Module 1010 min

Fixed and Floating Point Representation

How hardware encodes fractions and real numbers

Twos-complement integers (covered in the foundations path) handle whole numbers, but DSP, graphics and machine-learning hardware must also represent fractions and a huge range of real values. Two encodings dominate: fixed point, which is just an integer with an agreed scale, and floating point, which carries its own exponent. Choosing between them sets the area, power and accuracy of a datapath.

Fixed point: fractions without a float unit

Fixed point places an imaginary binary point at a chosen position and stores the value as a plain twos-complement integer. A Q-format label such as Q4.12 means 4 integer bits and 12 fraction bits in a 16-bit word, so the stored integer represents its value divided by 2 to the power 12. The smallest step (the resolution) is 2 to the power minus 12. Addition and subtraction are ordinary integer ops as long as both operands share the same Q format and you watch for overflow. Multiplication adds the fraction bit counts, so a Q4.12 times Q4.12 product is Q8.24 and must be shifted right by 12 to return to Q4.12.

verilog
// Q4.12 fixed-point multiply: realign the scale after multiplying.
// Each input is 16-bit signed (4 integer + 12 fraction bits).
wire signed [15:0] a, b;
wire signed [31:0] full   = a * b;        // 32-bit product, format Q8.24
wire signed [15:0] result = full >>> 12;  // drop 12 frac bits -> Q4.12
                                          // >>> is the arithmetic (signed) shift

Floating point: range over uniform spacing

Floating point trades exact, uniform spacing for enormous dynamic range. An IEEE 754 normalized number equals sign times 1.fraction times 2 to the power (exponent minus bias). The single-precision float32 format packs 1 sign bit, 8 exponent bits with a bias of 127, and 23 fraction bits, with an implied leading 1 for normalized values, so the effective precision is 24 bits. That gives about 7 decimal digits and a magnitude range from roughly 10 to the minus 38 up to 10 to the plus 38. Reserved exponents carry special meaning: an all-zero exponent encodes zero or subnormals, and an all-one exponent encodes infinity or NaN.
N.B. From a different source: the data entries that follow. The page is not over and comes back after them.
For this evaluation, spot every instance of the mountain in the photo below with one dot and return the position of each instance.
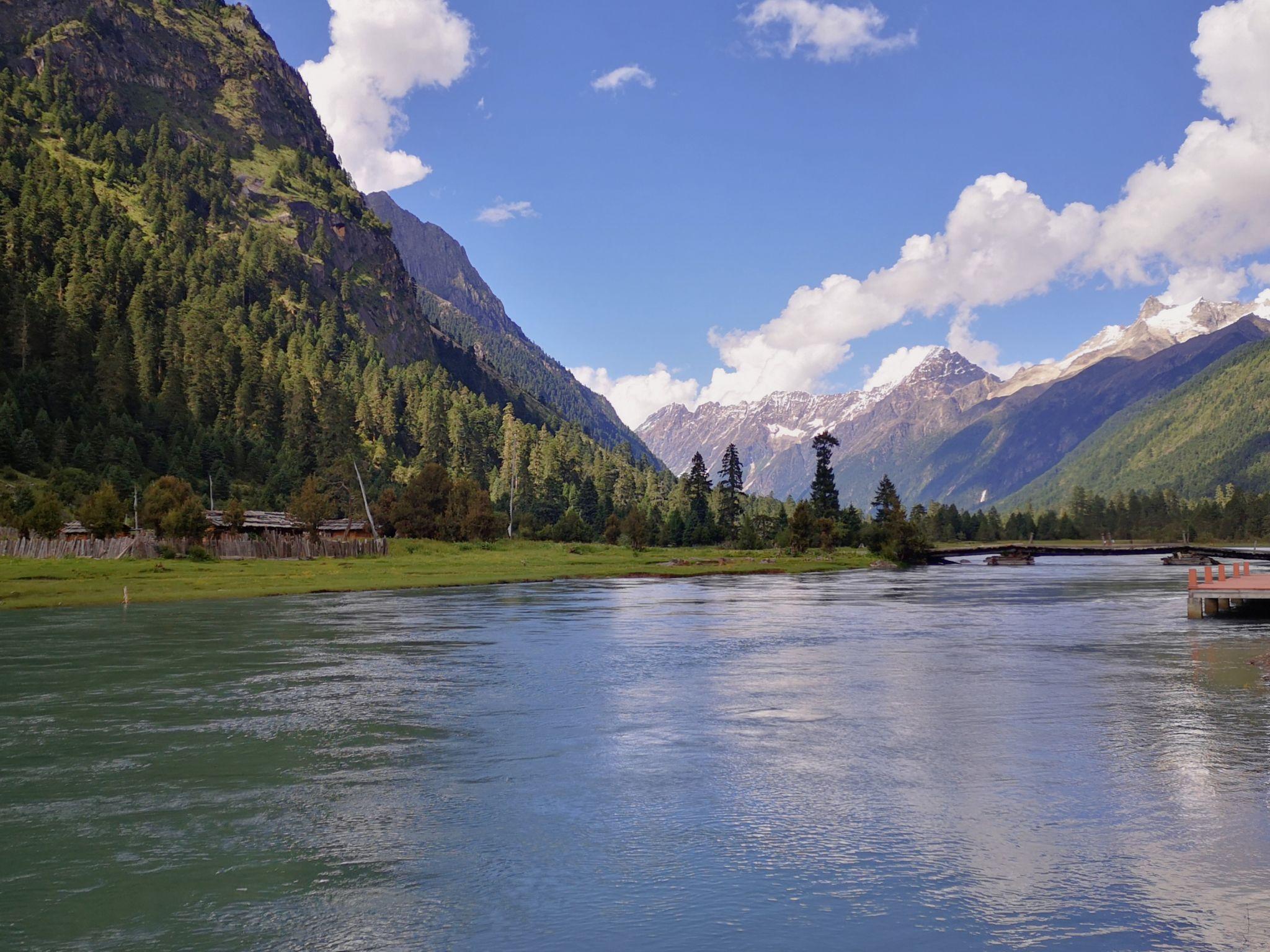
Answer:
(193, 286)
(774, 434)
(1210, 432)
(1158, 327)
(1025, 434)
(949, 431)
(463, 305)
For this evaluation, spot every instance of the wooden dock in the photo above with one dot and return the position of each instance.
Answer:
(1225, 589)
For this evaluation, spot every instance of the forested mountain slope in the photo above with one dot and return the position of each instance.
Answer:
(456, 298)
(192, 284)
(1210, 432)
(1026, 434)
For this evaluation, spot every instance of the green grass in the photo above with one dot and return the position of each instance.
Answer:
(25, 583)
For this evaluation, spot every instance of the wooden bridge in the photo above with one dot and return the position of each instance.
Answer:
(1225, 589)
(1119, 549)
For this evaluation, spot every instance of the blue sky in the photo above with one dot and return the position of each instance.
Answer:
(706, 200)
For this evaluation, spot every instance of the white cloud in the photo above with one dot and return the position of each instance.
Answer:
(828, 32)
(981, 352)
(1197, 219)
(638, 397)
(504, 211)
(1212, 202)
(616, 79)
(1215, 283)
(380, 51)
(897, 366)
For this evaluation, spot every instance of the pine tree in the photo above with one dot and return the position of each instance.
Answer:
(730, 490)
(887, 505)
(802, 528)
(825, 490)
(696, 489)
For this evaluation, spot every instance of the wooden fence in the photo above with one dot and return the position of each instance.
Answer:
(270, 545)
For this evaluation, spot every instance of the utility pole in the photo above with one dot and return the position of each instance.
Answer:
(365, 503)
(511, 496)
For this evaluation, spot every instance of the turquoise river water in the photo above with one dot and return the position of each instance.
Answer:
(949, 758)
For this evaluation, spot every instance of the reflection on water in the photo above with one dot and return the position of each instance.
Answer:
(946, 759)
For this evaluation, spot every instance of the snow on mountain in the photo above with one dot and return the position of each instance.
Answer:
(1160, 325)
(783, 425)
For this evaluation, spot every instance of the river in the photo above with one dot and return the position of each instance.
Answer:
(949, 758)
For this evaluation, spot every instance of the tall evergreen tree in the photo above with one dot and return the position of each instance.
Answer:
(825, 489)
(732, 482)
(887, 505)
(698, 488)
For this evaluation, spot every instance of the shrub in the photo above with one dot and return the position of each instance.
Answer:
(103, 513)
(172, 509)
(45, 518)
(310, 506)
(802, 528)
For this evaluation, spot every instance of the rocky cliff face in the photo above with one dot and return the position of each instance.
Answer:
(206, 65)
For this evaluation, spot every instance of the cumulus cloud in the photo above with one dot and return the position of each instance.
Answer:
(897, 366)
(1213, 282)
(380, 51)
(623, 75)
(1193, 220)
(981, 352)
(1210, 205)
(826, 32)
(504, 211)
(638, 397)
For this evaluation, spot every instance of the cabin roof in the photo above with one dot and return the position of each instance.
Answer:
(260, 519)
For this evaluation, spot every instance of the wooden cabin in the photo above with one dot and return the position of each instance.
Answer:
(345, 528)
(259, 522)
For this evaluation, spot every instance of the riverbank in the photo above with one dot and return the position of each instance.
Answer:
(27, 583)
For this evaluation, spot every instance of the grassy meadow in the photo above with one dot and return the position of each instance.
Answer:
(411, 564)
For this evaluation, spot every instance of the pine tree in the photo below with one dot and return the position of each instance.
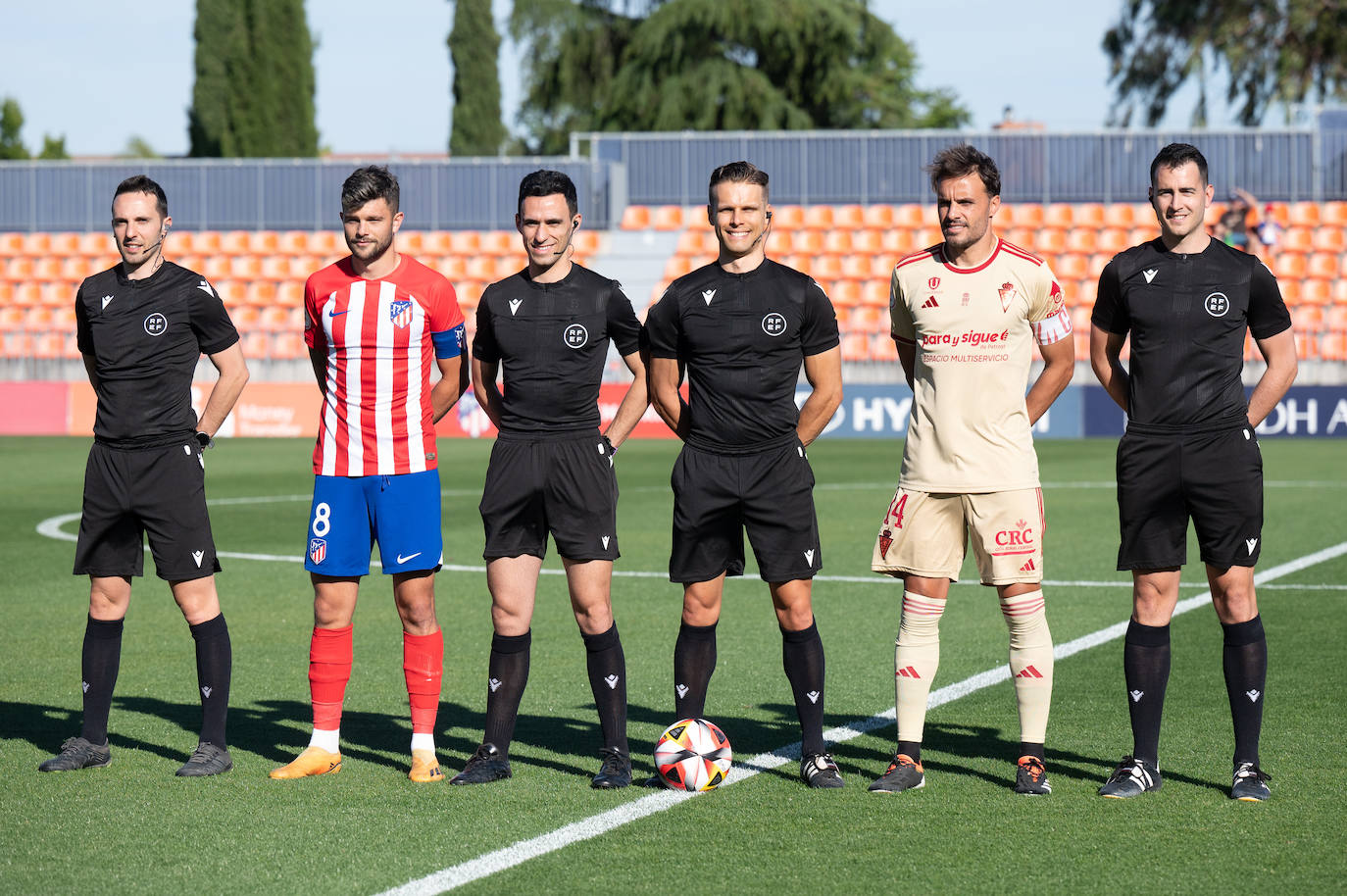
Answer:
(473, 49)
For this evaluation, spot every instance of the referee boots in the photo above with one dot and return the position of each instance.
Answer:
(205, 760)
(78, 753)
(1250, 783)
(1131, 777)
(486, 766)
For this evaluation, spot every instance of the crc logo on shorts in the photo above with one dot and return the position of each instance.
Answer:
(575, 335)
(1020, 536)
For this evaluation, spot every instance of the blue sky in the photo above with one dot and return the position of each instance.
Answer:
(98, 75)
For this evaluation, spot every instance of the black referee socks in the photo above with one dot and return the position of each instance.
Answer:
(215, 668)
(608, 680)
(98, 665)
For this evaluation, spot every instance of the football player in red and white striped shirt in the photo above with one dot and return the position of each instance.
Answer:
(376, 324)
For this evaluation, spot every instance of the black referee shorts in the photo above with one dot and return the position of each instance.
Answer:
(562, 485)
(159, 492)
(717, 496)
(1213, 477)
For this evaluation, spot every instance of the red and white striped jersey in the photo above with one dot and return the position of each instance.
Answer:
(380, 337)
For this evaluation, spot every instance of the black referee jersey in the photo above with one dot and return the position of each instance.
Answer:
(551, 341)
(144, 338)
(1187, 317)
(742, 338)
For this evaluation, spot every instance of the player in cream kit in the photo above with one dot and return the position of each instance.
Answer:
(965, 314)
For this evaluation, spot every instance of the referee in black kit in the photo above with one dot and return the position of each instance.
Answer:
(741, 327)
(1187, 301)
(551, 471)
(141, 327)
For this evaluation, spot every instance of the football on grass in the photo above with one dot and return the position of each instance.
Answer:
(692, 755)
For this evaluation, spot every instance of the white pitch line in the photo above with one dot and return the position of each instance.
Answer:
(593, 826)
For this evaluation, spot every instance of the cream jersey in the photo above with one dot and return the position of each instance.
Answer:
(972, 329)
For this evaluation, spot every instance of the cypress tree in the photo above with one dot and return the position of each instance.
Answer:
(253, 93)
(473, 49)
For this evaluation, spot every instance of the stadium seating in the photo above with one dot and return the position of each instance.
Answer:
(849, 248)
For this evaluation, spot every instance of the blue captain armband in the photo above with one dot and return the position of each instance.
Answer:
(450, 342)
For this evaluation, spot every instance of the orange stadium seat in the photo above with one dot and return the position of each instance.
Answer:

FormatSignExponentFractionBias
float16 (half)151015
float32 (single)1823127
float64 (double)111521023
Pro tip

for fixed point, remember that adds need matching Q formats and a multiply adds the fraction bit counts, so a Q4.12 product is Q8.24 and you must shift right by 12 to get back to Q4.12. For floats, know the float32 layout 1-8-23 with bias 127 cold; it comes up constantly.

Watch out

never test floating-point results with exact equality, because values like 0.1 are not representable and rounding errors accumulate, so compare against a tolerance instead. With fixed point, the opposite trap bites: spacing is uniform but the range is small, so a multiply or a long sum overflows easily unless you carry guard bits or saturate.